Erst jetzt, langsam und ratlos, beginnen die Bilder wieder zu leben. Es sind zunächst die biografischen Bilder der Terroristen, die etwas anderes als reinen Hass oder reine Verzweiflung ermöglichen. Noch nie sind so viele Biografien über diese Zeit erschienen, auch im Kino haben die dunklen Metaphern und Gesellschaftsbilder den Filmbiografien Platz gemacht. Allenfalls die Vorsichtigkeit dieser Erzählungen und Bilder fällt auf, in Filmen wie Volker Schlöndorffs „Stille nach dem Schuss“. Die Häufung solcher Filme und Bücher lässt allerdings auf die Bereitschaft schließen, das Kapitel des deutschen Terrorismus einer Relektüre zu unterziehen. Die Spaltung indes bleibt bestehen. Andres Veiels Dokumentarfilm „Black Box BRD“ führt so sehr in die Abgründe von realen Menschen, wie Christopher Roths „Baader“ über den Rand der Fiktion hinaus den Mythos als Aura reinterpretiert. Die Zeit scheint reif, diese Erzählungen einer nächsten Generation zu vermitteln. Das schmerzt immer, und gelogen wird dabei sowieso. Warum aber die hysterische Reaktion?

Schon die damalige Reaktion trug ja hysterische Züge: Man erinnere sich nur an die wütende Suche nach den „Sympathisanten“. Es ging um eine Umformung, die die Spaltung beschleunigen und dramatisieren musste: die einen drinnen in der guten Gesellschaft, die anderen verfolgt bis zum billigend in Kauf genommenen Tod. Eine radikale, böse Einsamkeit auf der einen Seite, eine fundamentale, nicht weniger böse Regression auf der anderen. Das „geisteskranke Märchen“ erzählt nicht von bösen Tätern in einer guten Gesellschaft, es erzählt von verrückten, bösen Menschen in einer bösen, verrückten Gesellschaft. Der „Mythos RAF“ weiß von der Gesellschaft und dem Staat mehr, als dessen Vertretern lieb sein kann.

Er beinhaltet also vieles, was einen aufklärerischen Gang durch ihn gefährlich erscheinen lässt. Insofern ist die Aufgeregtheit der Debatte verständlich. Denn dieser Mythos bedeutet auch einen Wendepunkt der Sozial- und Demokratiegeschichte. Wer hat ihn produziert, wer ihn benutzt? Hinzu kommt, dass der Mythos stets mehrfach lesbar ist: Aufklärung kann dem Mythos eine Reihe von Erkenntnissen abverlangen, Eindeutigkeit gehört nicht dazu. Um einen Mythos auszustellen, muss man sehr viel verstehen von Bildern und Blicken.

Ein Fazit: Die Ausstellung muss sein, eben weil sie unseren trügerischen inneren Frieden gefährden kann. Kritisiert darf und muss sie werden, das ist die Spielregel der Aufklärung. So schwierig Geschichtsschreibung mit und im Mythos ist, wir kommen darum nicht herum. Und wir kommen nicht darum herum, früher oder später auch die Geschichte der Krise angesichts des jetzigen internationalen Terrorismus zu schreiben.

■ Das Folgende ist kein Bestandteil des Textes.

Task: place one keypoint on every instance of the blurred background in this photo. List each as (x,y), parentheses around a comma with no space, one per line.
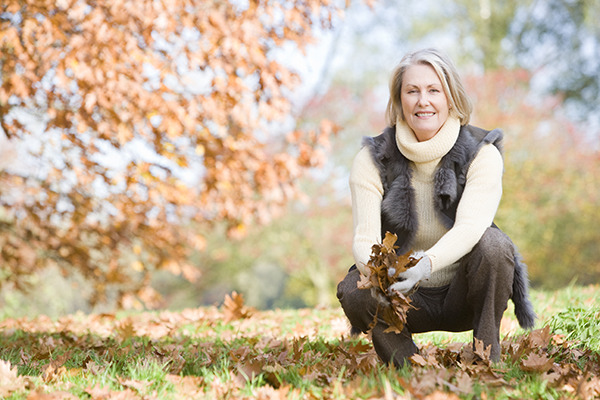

Wiederholt sich nicht vieles, nun in globalisiertem Maßstab? Der Impuls der Erinnerung entwickelt sich gewiss nicht zufällig in einer Empfindung der Krise, die ja nicht nur eine ökonomische ist, sondern vor allem eine moralische. Und wo begann die prekäre Komplizenschaft zwischen Terror und Medien, wenn nicht in den bleiernen Jahren in Europa?

Es ist das Wesen des Mythos, dass jede Aussage, die man ihm entnehmen kann, immer zugleich eine Aussage über die Entnehmenden ist. Nicht dem „Mythos RAF“ gilt die Hysterie. Sondern unserer Menschenferne vor der eigenen Geschichte.